Tried changing the thermal paste?
Check if the cooler is fit properly, sometimes when handling a card you can "loosen" the thermal paste by grabbing the cooler, making tons of air pockets between the silicon and heatsink.

As it as new a year ago and I haven't touched it since and that the problems appeared over night more or less I have a hard time believing that it would be something like that. Don't really like fiddling with the GPU like that either. Have swapped a cooler on an 6870 before and there were a lot of screws etc. I would rather in that case hand it in to where ever I bought it and tell them that it isn't working as it should and play stupid. Only problem with that is that I would be without a computer for a couple of weeks most likely >_<


The card looks like this right?

Yes it does.

Does the card get hot while you run it?

There is a few things that can make a card behave like this, I already stated one and I had a card do that on me once.

There might be a failed temperature sensor on the die, which I find extremely unlikely since its solid state and all that.
The heat pipe magic fluid might have escaped the tubes from a sudden leakage, which is also extremely unlikely since you got many of them, if 1 failed it wouldn't throttle the card that hard.
There might be a software/firmware issue, also extremely unlikely.

Tried patching the bios version of the card?
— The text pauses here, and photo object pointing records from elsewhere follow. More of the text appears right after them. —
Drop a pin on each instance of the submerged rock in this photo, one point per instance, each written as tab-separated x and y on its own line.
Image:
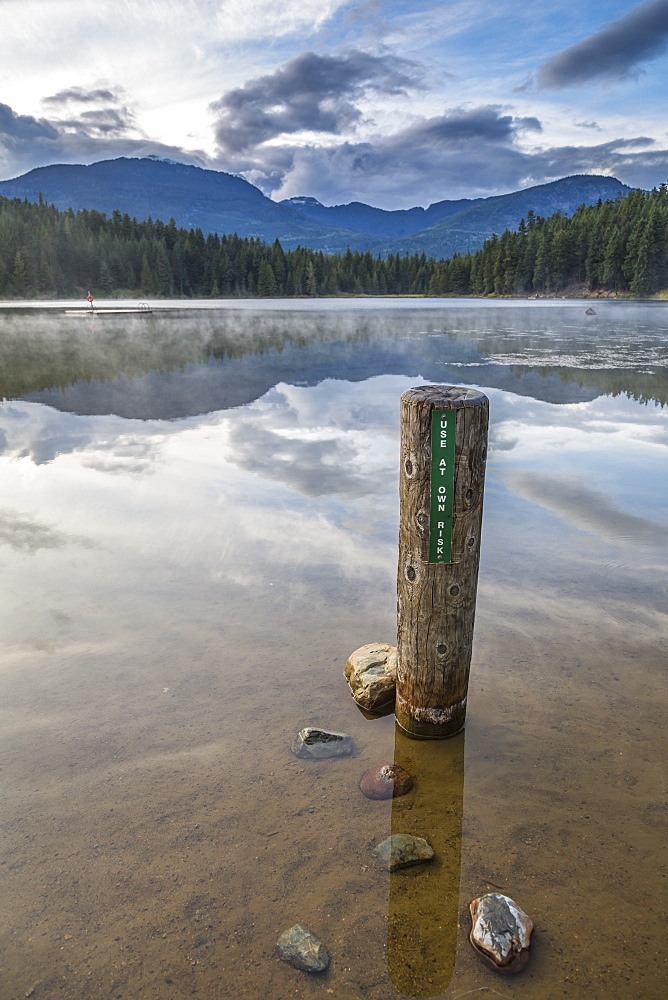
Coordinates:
371	672
386	782
319	743
402	850
301	949
500	932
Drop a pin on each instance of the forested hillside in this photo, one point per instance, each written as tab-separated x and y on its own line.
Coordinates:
617	246
45	252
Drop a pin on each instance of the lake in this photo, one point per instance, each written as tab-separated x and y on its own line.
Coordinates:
198	525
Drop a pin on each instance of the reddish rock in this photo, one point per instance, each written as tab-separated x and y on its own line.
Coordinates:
386	782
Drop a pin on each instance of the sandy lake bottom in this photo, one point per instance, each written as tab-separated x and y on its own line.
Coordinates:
198	524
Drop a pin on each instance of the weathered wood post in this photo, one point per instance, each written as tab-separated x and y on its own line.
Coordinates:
442	475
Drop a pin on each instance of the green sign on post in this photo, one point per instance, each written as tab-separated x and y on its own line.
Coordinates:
443	426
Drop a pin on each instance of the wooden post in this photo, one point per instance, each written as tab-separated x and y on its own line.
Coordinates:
442	475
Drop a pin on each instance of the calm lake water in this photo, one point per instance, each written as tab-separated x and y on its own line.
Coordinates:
198	524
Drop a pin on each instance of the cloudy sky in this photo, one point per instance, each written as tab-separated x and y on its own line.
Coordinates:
391	102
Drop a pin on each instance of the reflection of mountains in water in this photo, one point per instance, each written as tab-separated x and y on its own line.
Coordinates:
187	363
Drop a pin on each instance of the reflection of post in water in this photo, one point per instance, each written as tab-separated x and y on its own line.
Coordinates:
424	900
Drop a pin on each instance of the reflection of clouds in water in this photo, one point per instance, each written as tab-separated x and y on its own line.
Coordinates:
527	425
337	437
125	454
25	535
311	467
585	508
42	434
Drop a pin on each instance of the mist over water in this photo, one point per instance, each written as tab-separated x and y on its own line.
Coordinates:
198	524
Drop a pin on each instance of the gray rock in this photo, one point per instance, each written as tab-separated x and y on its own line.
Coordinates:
301	949
500	932
403	849
319	743
371	672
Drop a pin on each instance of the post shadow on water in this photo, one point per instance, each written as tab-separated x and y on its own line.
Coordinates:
424	900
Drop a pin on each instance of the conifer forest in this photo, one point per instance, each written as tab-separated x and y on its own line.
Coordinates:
618	247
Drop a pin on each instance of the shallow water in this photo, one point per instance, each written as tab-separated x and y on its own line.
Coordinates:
198	524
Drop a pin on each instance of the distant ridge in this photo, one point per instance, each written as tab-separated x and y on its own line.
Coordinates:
214	201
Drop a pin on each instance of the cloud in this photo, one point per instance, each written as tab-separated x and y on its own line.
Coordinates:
25	535
79	95
592	125
24	128
94	134
586	509
311	93
463	150
614	52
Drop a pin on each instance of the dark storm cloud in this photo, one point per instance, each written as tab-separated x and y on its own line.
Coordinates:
312	92
102	122
484	124
612	52
452	155
79	95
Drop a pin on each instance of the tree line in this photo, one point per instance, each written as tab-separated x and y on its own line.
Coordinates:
613	246
618	246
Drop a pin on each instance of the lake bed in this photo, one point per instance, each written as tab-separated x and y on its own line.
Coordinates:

Check the version with GPU-Z and download a update from MSI if they have one.
With GPU-Z you can also monitor tons of other stuff with your card, like voltage for example.
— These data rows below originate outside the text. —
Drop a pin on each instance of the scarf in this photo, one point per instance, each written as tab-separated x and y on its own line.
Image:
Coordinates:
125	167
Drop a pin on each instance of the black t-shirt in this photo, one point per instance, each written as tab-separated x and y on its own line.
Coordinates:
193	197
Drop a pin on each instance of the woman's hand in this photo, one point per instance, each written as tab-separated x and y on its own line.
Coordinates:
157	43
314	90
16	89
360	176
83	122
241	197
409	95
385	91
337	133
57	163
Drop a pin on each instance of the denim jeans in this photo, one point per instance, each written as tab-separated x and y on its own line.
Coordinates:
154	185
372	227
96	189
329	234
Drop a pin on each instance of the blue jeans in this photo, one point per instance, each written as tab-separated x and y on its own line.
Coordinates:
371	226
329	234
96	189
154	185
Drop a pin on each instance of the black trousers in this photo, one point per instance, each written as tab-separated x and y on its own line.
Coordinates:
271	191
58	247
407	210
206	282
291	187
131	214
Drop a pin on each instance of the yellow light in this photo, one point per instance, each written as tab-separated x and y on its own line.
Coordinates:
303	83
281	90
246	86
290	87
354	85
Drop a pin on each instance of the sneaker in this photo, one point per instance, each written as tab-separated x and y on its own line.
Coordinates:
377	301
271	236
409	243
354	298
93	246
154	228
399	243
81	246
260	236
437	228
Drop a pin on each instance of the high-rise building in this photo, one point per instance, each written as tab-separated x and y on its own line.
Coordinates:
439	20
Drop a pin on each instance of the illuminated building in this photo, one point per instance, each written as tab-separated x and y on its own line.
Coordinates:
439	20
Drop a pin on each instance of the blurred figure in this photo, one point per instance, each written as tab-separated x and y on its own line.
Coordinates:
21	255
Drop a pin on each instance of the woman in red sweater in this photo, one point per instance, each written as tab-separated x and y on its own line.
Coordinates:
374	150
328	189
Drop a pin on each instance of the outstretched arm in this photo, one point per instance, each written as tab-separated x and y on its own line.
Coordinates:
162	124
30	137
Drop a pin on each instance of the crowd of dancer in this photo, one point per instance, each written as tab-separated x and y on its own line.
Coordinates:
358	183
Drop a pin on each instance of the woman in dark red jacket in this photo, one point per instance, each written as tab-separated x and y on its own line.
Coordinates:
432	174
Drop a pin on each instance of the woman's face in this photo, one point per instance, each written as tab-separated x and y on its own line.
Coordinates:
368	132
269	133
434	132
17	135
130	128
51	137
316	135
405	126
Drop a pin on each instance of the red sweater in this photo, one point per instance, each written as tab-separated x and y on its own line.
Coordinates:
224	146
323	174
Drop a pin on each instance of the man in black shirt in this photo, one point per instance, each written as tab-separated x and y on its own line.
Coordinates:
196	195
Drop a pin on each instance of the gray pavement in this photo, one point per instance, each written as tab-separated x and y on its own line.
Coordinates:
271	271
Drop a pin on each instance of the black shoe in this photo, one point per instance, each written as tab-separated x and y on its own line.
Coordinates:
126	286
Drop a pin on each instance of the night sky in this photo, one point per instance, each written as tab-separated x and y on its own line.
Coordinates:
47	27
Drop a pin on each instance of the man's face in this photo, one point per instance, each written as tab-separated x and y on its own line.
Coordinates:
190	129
I'd rather send the card back for RMA.

A while back a friend of mine had the exact same problem with a GTX480 that started overheating over night.
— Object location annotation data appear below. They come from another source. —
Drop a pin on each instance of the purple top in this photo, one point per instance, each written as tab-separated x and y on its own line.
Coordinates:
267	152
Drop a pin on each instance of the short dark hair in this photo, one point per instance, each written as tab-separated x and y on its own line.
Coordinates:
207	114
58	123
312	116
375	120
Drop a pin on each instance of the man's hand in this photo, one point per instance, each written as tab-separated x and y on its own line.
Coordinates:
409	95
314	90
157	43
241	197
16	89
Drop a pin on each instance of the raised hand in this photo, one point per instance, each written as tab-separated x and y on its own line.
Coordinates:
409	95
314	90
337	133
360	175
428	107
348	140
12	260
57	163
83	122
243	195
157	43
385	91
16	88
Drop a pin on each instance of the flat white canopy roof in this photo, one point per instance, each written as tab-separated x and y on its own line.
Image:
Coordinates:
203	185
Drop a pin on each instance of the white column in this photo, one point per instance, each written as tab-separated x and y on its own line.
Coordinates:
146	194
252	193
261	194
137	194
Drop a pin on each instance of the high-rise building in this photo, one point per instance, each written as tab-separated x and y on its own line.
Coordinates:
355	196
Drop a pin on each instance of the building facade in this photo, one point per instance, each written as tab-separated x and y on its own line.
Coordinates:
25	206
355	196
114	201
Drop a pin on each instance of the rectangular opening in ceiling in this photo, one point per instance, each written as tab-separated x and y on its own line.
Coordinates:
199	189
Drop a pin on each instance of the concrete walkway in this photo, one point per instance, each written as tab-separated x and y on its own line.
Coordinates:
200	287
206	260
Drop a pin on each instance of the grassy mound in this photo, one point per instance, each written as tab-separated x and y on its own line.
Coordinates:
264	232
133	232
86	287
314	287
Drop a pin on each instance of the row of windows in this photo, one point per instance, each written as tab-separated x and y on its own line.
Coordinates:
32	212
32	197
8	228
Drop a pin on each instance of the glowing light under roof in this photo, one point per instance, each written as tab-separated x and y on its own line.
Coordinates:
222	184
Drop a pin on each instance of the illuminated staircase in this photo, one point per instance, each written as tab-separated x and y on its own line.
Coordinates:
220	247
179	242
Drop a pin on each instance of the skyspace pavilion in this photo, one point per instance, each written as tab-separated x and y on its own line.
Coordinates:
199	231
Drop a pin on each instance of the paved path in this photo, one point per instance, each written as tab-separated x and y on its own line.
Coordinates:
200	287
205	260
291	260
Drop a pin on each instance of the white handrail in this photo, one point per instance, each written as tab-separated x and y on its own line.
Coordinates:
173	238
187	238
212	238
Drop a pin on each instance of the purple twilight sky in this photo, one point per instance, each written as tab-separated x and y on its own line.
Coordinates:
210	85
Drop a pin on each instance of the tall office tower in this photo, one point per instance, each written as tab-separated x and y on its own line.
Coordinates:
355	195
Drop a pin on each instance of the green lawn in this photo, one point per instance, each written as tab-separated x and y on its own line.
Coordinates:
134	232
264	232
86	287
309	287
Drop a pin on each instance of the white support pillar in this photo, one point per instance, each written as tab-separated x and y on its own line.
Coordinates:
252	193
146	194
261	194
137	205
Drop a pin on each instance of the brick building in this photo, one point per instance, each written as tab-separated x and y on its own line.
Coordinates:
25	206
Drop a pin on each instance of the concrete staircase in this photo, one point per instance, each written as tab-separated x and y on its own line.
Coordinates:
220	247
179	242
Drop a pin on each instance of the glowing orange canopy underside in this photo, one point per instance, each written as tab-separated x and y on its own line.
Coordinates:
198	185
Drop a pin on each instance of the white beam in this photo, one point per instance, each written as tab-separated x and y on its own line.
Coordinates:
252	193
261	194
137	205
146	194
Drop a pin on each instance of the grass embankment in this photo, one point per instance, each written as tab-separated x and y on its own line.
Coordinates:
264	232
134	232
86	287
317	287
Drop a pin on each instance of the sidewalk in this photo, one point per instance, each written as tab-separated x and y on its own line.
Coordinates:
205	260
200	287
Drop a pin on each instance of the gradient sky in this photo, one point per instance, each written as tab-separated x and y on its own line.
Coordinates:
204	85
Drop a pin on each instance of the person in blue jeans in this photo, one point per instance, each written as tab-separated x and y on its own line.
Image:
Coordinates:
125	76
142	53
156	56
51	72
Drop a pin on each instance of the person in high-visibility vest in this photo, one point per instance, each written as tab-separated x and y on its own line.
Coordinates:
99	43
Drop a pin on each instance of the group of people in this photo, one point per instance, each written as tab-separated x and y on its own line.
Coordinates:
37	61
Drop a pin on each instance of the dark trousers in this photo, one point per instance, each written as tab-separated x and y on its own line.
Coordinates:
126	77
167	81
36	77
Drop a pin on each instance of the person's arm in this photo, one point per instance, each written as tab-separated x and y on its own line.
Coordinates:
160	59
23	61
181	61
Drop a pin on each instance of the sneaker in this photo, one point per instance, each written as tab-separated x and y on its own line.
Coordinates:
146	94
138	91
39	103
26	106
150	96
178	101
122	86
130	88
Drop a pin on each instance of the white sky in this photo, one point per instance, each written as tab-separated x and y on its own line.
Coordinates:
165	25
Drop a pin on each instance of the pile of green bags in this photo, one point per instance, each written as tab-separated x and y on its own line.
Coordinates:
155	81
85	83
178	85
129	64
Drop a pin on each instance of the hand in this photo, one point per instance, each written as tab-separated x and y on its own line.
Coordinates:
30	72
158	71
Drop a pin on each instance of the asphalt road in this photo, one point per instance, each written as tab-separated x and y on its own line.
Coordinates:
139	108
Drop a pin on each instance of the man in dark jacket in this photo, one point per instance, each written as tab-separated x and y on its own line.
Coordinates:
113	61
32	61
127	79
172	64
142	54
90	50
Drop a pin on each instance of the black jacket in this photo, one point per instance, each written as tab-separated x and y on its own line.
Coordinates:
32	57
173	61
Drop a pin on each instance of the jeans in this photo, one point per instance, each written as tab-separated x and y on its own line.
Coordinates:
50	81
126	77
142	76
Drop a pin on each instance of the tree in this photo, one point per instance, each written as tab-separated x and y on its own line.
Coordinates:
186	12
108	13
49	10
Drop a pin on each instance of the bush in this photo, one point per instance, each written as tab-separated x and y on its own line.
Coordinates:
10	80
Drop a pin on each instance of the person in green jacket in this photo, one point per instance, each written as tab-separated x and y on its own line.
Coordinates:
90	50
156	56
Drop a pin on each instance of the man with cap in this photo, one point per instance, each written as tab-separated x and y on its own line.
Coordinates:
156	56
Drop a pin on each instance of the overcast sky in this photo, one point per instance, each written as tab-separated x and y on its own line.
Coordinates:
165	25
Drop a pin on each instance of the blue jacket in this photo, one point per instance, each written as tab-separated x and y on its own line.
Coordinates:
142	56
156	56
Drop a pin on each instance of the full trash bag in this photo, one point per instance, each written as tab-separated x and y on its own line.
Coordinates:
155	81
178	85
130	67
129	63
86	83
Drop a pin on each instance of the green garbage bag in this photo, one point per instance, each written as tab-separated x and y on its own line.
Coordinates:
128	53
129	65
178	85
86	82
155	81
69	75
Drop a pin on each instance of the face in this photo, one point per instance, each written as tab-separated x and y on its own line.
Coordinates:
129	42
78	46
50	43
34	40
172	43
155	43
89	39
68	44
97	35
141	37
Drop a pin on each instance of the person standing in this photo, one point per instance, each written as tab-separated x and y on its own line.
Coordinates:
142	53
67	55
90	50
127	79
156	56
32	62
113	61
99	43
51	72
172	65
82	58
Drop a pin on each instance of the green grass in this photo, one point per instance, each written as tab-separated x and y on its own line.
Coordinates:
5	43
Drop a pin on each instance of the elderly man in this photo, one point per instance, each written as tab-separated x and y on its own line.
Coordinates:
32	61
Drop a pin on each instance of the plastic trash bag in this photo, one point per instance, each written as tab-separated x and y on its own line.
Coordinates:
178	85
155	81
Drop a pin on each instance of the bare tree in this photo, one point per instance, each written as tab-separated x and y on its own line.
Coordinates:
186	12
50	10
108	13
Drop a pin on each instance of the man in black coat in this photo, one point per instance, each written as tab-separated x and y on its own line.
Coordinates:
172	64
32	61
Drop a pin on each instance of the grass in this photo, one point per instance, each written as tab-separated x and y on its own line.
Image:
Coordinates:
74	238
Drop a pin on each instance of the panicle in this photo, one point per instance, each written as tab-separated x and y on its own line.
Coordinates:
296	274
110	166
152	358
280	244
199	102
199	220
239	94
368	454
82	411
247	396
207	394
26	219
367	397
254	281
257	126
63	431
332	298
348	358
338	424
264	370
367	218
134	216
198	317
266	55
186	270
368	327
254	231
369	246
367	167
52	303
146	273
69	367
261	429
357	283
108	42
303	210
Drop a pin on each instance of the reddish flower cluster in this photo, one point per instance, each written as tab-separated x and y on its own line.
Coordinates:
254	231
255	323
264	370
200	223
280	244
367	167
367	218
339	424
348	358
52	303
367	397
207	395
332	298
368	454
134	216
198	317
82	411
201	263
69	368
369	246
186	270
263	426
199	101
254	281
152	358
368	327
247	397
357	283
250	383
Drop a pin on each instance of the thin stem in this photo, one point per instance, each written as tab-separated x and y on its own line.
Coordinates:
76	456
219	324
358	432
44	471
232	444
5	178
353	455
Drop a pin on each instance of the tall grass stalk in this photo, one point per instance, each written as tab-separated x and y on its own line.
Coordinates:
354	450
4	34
Changed the thermal paste, re seated the cooler and updated the bios and that voided the warranty.

Not sure if that will void your warranty.

What you can do is contact the local supplier and MSI and ask them if the actions above will void warranty.


try more like this, whatever just whack the fans up.

Or even a straight line from 0/30 to 80/100

If you make a backup of your original factory bios and then start to flash you can at the end still flash the original back on to the gpu. And as far i know they cant tell if a change in that area was made.

I had a similar problem bought a used gigabyte r9 290 WF3 OC it crashed amd drivers like every 30 minutes when i realised ti had a mining bios on i searched on gigabyte's website for the original bios i found it flashed it an the gpu was stable. And after a month or so i send the card back to RMA because i was stupid and thought a r9 290 OCed to 1140 and 50% power delivery was overheating..... no shit xD they just send back the same card and wrote the gpu reached 80 degrees.

What is the point of running a 50% fan speed curve when the card has been near silent for a year and then more or less over night got louder. The point isn't to keep the card running cool it's to get it back to where it should be.

I have tried looking for BIOS's on MSI's homepage but can't find any and their live update thingy says everything is up to date etc. Can't really find any more information than that, I'm suppose to run the latest MSI BIOS atm.

Make sure you have the max fan speed set to 100% and ALSO have the target temp set at about 70.

Mine also overheated real easy before I set the target temp lower.

this is one of the worst cooling systems in 290's.

I recommend you getting closed loop, then you can play with it as much as you want. (if you think its worth)

The normal load operating temp of a stock 290 is 90c, It's fine they said,
What about thermal compound after a year? Nicely toasted?